As a member of the NAACP, he worked with another Charlottean — national NAACP Chairman Kelly Alexander Sr. Their efforts led to a U.S. Supreme Court ruling that busing would be used to integrate CMS schools. He also led efforts to desegregate Charlotte Memorial Hospital, now Carolinas Medical Center.
Hawkins’ notoriety gained him followers and staunch opposers. A reality that culminated in his house being bombed, as were the homes of Alexander and two other black leaders in Charlotte.
Hawkins spoke about the bombing and his activism in a 2001 interview for UNC Charlotte’s Civil Rights and Desegregation Collection.
“It was rainy, misty, November 22, 1965 — two years after they assassinated President Kennedy," Hawkins said. "The same day, they were trying to get that bomb on my bedroom. They knew — whoever it was — where all of our bedrooms were."
The bombings didn’t stop him. In 1968, he ran for governor. Hawkins was the first African-American to run for statewide office since reconstruction and Rev. King was helping him.
“Martin was killed on a day he was supposed to have been with me on the campaign,” Hawkins said. “April 4, 1968. We got a call from his office, they telegrammed us and stated that they wanted to postpone it because they were having trouble in Memphis.”
He received news that evening that King was killed. Soon, riots broke out nationwide.
“People, my people, Ben Chavis and all of them called me and said should we burn Charlotte down?

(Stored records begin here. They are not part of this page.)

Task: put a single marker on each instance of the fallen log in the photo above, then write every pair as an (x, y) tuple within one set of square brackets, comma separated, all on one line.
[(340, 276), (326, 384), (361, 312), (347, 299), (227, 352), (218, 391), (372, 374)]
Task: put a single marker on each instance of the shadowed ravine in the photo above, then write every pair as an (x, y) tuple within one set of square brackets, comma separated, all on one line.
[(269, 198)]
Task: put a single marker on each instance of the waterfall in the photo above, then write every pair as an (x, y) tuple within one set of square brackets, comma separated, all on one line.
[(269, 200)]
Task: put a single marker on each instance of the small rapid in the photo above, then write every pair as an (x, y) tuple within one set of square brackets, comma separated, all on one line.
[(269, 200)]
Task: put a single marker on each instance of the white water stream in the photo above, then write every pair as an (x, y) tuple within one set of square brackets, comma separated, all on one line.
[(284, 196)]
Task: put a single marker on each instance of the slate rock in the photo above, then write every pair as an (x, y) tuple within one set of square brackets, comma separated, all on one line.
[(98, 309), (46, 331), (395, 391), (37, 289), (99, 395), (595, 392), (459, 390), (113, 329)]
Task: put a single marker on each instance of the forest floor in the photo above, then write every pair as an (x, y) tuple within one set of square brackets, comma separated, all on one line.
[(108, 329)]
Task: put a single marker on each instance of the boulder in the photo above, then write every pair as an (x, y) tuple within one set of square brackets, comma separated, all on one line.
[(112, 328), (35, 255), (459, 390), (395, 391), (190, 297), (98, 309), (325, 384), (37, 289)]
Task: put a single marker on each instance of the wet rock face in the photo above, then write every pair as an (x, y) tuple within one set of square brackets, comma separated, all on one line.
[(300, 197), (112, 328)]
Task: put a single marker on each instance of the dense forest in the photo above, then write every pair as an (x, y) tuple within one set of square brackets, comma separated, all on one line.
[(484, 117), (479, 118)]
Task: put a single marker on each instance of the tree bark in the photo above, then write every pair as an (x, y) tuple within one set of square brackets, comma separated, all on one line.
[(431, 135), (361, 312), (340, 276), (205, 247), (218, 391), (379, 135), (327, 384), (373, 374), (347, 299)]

And I said no," Hawkins said. "Rev. Dr. Ray Worsley, Ben Chavis — all of them will tell you that. I saved Charlotte. Charlotte would have been the main target had I given the word."

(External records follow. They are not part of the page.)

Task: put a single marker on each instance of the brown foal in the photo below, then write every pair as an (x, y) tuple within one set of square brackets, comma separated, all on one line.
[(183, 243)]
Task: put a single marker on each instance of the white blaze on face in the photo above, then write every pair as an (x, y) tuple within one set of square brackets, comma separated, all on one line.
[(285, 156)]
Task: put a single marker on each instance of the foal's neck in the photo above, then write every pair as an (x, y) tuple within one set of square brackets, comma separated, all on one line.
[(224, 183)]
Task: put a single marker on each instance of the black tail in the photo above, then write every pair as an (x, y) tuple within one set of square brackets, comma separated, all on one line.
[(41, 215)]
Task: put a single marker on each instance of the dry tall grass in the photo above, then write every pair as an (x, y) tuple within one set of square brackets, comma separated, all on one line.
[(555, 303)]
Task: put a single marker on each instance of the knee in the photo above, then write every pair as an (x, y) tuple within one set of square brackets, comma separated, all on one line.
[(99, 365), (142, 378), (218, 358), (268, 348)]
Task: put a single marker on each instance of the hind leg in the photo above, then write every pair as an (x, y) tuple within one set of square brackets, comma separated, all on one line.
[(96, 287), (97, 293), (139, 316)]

He continued, "I was nonviolent at that time and I said this does not jive with my nonviolent philosophy.”

Hawkins said he first brought Dr. King to Charlotte in the 1950s.
“We were very good friends, very close friends. Came out of the same mode of theology," Hawkins said. "Ralph Abernathy... John Lewis, all of the young turks at that time and they would call me 'the philosopher.' Jesse Jackson would call me 'the Daniel' and Martin 'the Hosea.'”

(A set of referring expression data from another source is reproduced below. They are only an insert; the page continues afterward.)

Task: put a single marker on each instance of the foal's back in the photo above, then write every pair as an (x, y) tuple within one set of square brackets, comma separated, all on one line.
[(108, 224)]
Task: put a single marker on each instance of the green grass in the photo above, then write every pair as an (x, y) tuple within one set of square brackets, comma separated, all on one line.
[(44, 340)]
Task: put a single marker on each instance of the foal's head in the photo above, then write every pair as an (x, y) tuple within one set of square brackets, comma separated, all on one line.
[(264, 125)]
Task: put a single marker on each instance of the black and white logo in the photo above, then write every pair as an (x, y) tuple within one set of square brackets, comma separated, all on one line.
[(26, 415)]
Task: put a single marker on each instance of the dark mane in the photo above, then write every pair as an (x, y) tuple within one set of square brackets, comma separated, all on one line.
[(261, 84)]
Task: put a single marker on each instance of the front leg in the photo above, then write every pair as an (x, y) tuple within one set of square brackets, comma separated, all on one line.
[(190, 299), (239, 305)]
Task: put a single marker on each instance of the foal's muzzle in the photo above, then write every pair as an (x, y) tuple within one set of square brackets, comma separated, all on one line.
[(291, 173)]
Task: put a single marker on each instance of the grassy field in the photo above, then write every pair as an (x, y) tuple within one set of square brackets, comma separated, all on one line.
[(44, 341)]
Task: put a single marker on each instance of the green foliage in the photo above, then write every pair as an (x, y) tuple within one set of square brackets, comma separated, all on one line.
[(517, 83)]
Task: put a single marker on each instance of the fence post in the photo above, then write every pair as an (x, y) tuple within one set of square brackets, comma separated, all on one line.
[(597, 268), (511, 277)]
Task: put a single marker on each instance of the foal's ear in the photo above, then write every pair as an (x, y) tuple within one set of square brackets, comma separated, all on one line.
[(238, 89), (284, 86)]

And when he wasn’t fighting racial injustice, Hawkins stayed busy as a dentist and a preacher.
“I don’t know how in the world I did all that I did. But it came from organization and that’s how we were able to do it,” Hawkins said. “Some of my friends in the Presbyterian Church would say — I took Wednesdays off — look out for Wednesday because that’s when all hell would break loose.”
Hawkins died in 2007 at the age of 84.